Regression and validation data for quantitative analysis of FSD and TDL by the proposed methods

Parameters	2D		1DD
	FSD	TDL	FSD	TDL
Wavelength (nm)	230.80	292	218.80	289.60
Linearity range (µg/mL)	10–140	3–40	10–140	3–40
Slope	0.0145	0.0822	0.0976	0.8662
Intercept	− 0.0177	0.0223	-0.0574	0.2200
Coefficient of determination (r2)	0.9997	0.9996	0.9998	0.9996
LOD (µg/mL)	2.406	0.876	2.229	0.815
LOQ (µg/mL)	7.292	2.654	6.755	2.470
Accuracy (%R)a	99.57	99.64	99.52	99.71
Repeatability precision (RSD)b	1.192	0.959	0.444	0.650
Intermediate precision (RSD)b	1.198	0.963	0.446	0.652
Robustness (%R ± RSD) − Wavelength (± 0.2)	99.78 ± 0.989	100.17 ± 0.731	100.05 ± 0.601	99.56 ± 1.052

aAverage of 9 determinations (3 concentrations repeated 3 times)

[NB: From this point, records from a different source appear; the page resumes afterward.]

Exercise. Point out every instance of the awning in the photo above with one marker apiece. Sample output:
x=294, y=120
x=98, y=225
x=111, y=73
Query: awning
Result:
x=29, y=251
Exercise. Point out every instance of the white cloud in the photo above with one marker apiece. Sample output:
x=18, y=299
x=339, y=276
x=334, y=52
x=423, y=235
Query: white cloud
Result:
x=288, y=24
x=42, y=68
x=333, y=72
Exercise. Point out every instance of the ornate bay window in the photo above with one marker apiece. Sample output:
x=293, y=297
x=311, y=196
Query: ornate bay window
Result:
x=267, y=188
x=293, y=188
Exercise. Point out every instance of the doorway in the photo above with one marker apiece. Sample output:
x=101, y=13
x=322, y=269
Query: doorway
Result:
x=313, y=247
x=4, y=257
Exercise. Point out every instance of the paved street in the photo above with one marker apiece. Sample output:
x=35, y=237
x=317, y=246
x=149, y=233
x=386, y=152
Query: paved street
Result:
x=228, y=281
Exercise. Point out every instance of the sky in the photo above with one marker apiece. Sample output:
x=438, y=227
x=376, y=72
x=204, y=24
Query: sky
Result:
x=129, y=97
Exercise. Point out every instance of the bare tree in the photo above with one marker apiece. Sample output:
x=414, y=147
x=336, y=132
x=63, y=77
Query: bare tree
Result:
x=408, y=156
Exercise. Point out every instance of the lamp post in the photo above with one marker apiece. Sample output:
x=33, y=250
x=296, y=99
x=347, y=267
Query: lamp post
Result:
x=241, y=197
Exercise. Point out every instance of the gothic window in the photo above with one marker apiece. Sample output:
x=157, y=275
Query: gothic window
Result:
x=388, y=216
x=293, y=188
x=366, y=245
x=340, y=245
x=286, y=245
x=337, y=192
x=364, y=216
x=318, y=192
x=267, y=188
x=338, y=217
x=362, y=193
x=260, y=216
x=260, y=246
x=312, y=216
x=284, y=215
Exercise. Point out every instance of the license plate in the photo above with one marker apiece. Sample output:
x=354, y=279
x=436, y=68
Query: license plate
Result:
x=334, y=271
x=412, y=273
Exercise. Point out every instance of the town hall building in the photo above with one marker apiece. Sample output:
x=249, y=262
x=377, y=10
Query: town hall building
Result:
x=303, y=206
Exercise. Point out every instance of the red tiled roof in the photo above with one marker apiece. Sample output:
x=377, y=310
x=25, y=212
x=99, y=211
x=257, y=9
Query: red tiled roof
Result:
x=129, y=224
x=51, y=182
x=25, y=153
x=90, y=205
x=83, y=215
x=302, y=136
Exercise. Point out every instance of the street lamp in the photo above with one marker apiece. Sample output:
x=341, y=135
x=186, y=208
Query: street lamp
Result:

bRSD of 9 determinations (3 concentrations repeated 3 times)

Table 2

Application of the proposed methods for the determnation of FSD and TDL in their laboratory mixed solutions

Added (µg/mL)		% recovery
		2D		1DD
FSD	TDL	FSD	TDL	FSD	TDL
10	10	99.10	98.14	99.23	99.65
10	20	100.14	99.01	100.35	98.35
20	10	99.90	100.09	100.28	100.21
30	30	98.78	99.99	99.46	100.20
40	40	98.91	98.65	99.40	99.39
Mean ± RSD		99.37 ± 0.615	99.17 ± 0.853	99.74 ± 0.529	99.56 ± 0.766

Table 3

Determination of FSD and TDL from Entadfi™ capsules and recovery studies by standard addition method

	2D		1DD
	Amount in (µg/mL)	% recovery	Amount in (µg/mL)	% recovery
Capsule 5:5
FSD	20	99.21	20	100.09
TDL	20	99.13	20	98.59
Recovery of added FSD	10	99.53	10	99.79
	20	98.29	20	99.36
	30	100.04	30	101.01
	Mean ± RSD	99.29 ± 0.906		100.05 ± 0.855
Recovery of added TDL	10	99.05	10	99.62
	20	99.34	20	100.55
	30	98.12	30	100.88
	Mean ± RSD	98.84 ± 0.645		100.35 ± 0.651

Conclusions

In this paper, we established the first UV spectrophotometric methods for quantification of FSD and TDL in the recently FDA approved Entadfi™ capsules. Two UV spectrophotometric procedures, second derivative with zero crossing method and first derivative of ratio spectra method, were found to accurately and precisely estimate FSD and TDL in the pure and in the pharmaceutical formulation. Although the second derivative with zero-crossing method was simpler than the first derivative of the ratio spectra method as it was performed directly on zero-order spectra, the first derivative of the ratio spectra method had greater sensitivity and accuracy.